Decentralized Data Projects are the Norm

October 16, 2014 by Nate Williams

In an excellent post, CIO Isaac Sacolick asks, what technologies work best for decentralized data scientists?

It’s a great question. As he aptly describes it, working with data in a decentralized environment presents a challenging scenario:

But what happens when these resources are scattered across multiple departments. One department may have an expert data scientist, another may have a small group doing internal reporting, and a third group might have outsourced its analytic function. If data scientists in the organization are decentralized with different goals, skills, and operating models, can IT still provide a common set of Big Data and analytic tools and services to the organization and support these different functions?

I think this question is relevant even when IT is supporting a single group of data scientists in one location.

Most data projects are decentralized in one way or another. They involve a range of efforts between different groups, whether this involves setting up a data transfer or coordinating data-related work on different teams. It comes with the territory.

For instance, typically one of the first steps in a new project is chasing down the data. Data scientists don’t usually generate the source data they use; the data comes from some other group. So right at the start, there are multiple parties involved and all of the wonderful rituals that go with this – submitting the business case, requesting data dictionaries, trading email about the status of the data transfer, etc.

How are you going to use the data cartoon

Since decentralization is a common feature of data projects, what’s a fitting approach for selecting the best tools for this work?

If only it was as simple as just upgrading existing BI infrastructure. However, a lot of data science is done outside the context of traditional BI, and the kinds of tools users might need could be very different than the legacy BI tools in IT’s current technology stack. And on top of that, the BI landscape is undergoing a radical transformation, which is producing a flood of new technologies – future BI infrastructure may be very different than it is today.

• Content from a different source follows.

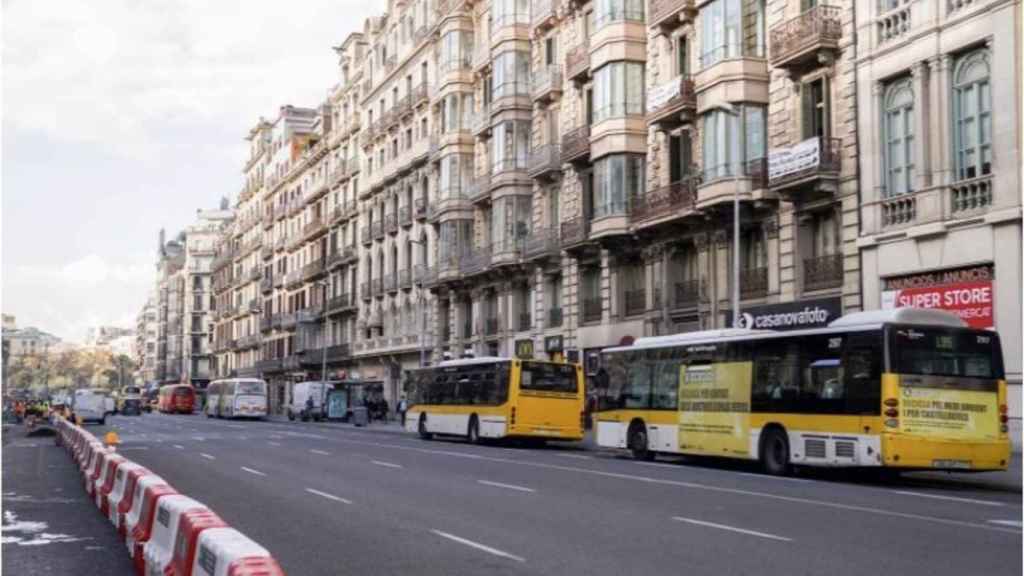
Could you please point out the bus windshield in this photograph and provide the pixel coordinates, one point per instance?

A better approach is to consider how to make data projects more efficient as a whole:

Optimize for productivity

The first thing to evaluate is the level of productivity gains you can get from better tools for your data science team. After all, the main point of analytic and data preparation tools is to help them produce meaningful results quickly – and this can have a significant payoff.

Streamline collaboration

Another key consideration is improving the interaction and communication among everyone involved, particularly between IT and data science teams. Simply eliminating the bottlenecks and delays in communication between groups can significantly improve the speed and efficiency of data projects.

Embrace an agile approach

Applying agile methodology to data projects makes life better for everyone – not only for data science teams but for IT as well:

Agile makes IT more agile. … The end goal is a broader information delivery “ecosystem” where high-quality and critical data is easily accessible to business users

With an agile approach, both IT and data science teams can move faster and iterate more quickly through project cycles. As a result, it becomes easier to respond more rapidly to business needs and to incorporate feedback from the business.